X_train_reg, X_test_reg, y_train_reg, y_test_reg = train_test_split(features_reg, target_reg, test_size=0.3, random_state=42)

# Standardize numeric columns (reuse scaler)
X_train_reg[num_cols] = scaler.fit_transform(X_train_reg[num_cols])
X_test_reg[num_cols] = scaler.transform(X_test_reg[num_cols])

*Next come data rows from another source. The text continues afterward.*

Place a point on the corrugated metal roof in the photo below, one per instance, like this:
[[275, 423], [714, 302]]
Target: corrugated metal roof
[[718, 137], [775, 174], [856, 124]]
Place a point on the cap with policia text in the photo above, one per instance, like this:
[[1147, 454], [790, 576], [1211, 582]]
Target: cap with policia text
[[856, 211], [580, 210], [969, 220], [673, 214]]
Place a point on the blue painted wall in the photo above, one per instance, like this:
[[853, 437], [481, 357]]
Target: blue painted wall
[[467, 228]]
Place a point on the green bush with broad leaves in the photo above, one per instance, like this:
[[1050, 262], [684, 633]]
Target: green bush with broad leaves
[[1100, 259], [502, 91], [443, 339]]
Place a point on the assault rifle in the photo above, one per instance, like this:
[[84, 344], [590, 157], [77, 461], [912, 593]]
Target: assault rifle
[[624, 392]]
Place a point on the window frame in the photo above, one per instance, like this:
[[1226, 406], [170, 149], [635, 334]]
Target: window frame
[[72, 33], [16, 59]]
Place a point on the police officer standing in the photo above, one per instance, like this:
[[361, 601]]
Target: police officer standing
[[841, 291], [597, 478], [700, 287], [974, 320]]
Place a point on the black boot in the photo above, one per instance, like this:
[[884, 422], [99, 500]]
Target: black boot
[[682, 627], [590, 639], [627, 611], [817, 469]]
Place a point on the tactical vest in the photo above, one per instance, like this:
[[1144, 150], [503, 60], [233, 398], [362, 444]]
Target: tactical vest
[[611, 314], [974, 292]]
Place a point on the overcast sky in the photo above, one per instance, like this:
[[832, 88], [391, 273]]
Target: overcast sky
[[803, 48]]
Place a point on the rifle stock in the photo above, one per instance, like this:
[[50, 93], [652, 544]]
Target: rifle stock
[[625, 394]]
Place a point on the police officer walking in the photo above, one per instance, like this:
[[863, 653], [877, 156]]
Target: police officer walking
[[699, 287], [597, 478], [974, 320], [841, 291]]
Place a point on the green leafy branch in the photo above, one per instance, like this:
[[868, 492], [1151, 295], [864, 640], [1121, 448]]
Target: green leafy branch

lin_reg = LinearRegression()
lin_reg.fit(X_train_reg, y_train_reg)

# Predictions and evaluation
y_pred_reg = lin_reg.predict(X_test_reg)
print('Linear Regression R^2 score:', r2_score(y_test_reg, y_pred_reg))


## Conclusions

In this project, we explored a synthetic career transition dataset and built several predictive models. Key insights include:

- Age, experience, and skill scores show meaningful variability across the sample.
- Logistic regression achieved reasonable accuracy for predicting whether a transition is successful, while the random forest classifier generally performed better on this dataset.
- A simple linear regression provides a baseline for predicting the percentage salary change, but more sophisticated models could improve performance.

Feel free to experiment with the models, feature engineering, and hyperparameter tuning to further enhance the predictive power.